Мои домашніе подумали, подумали, и кончилось тѣмъ, что было принято такое рѣшеніе: оставить меня у Тиммермана, но только какъ полупансіонера. Я буду каждое утро ѣздить въ пансіонъ къ началу классовъ и возвращаться по окончаніи ихъ, въ шесть часовъ, домой къ обѣду.
Моя мать поѣхала къ Тиммерману и, какъ я потомъ узналъ изъ ея разсказовъ, объявила ему о своемъ рѣшеніи, замѣтивъ при этомъ, что такая перемѣна ничуть не касается денежныхъ условій, то-есть, что плата за меня будетъ все та-же. Тиммерманъ сдѣлалъ видъ, что не обратилъ на это вниманія и выразилъ неудовольствіе:
— Да, развѣ ему не хорошо? Кажется, онъ ни на что не можетъ жаловаться?

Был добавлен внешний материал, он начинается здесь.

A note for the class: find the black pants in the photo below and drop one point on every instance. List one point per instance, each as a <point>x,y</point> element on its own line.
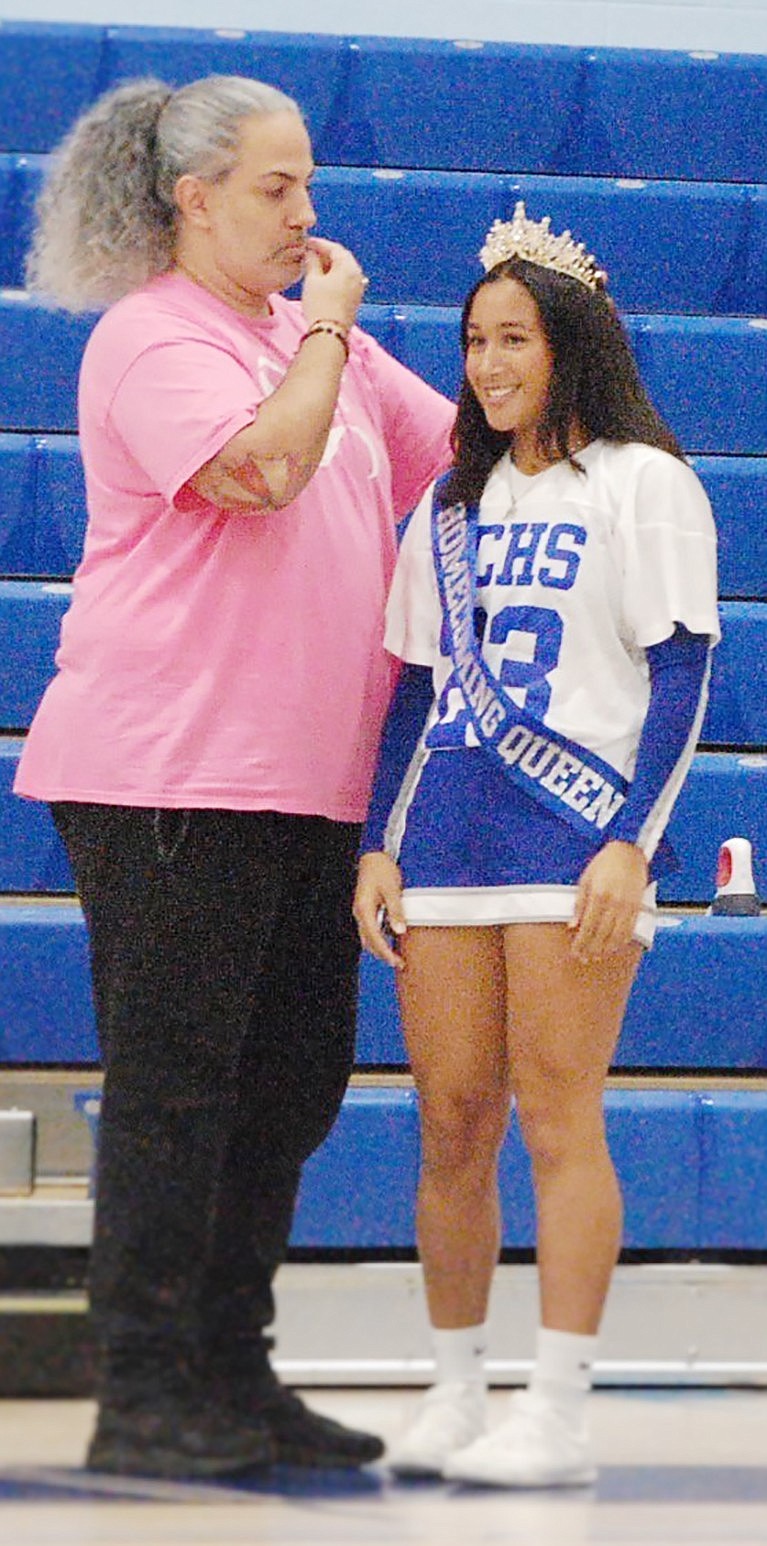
<point>224,971</point>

Но мать на этотъ счетъ его успокоила и сказала, что я ни на что не жалуюсь.
Узнавъ о неожиданной перемѣнѣ въ моей жизни, я былъ совсѣмъ пораженъ.
Такъ это было возможно? Какъ-же возможность эта не пришла мнѣ въ голову, отчего-же я воображалъ, что эта ужасная жизнь безъ исхода?
«Ахъ, какъ хорошо! Боже, какъ хорошо!» — думалъ я, боясь даже вѣрить своему счастью.
VII
Со времени пребыванія моего въ пансіонѣ Тиммермана прошло очень много лѣтъ, и конечно, теперь, когда я описываю тогдашнія событія, я не могу относиться къ нимъ пристрастно, я вижу ихъ не въ томъ освѣщеніи, въ какомъ они мнѣ тогда представлялись. Въ настоящее время я могу судить спокойно, безотносительно къ себѣ самому, и картина этого «воспитательнаго» заведенія является передо мною точнымъ фотографическимъ снимкомъ съ дѣйствительности. Передавая эту картину, мнѣ не зачѣмъ сгущать или ослаблять краски.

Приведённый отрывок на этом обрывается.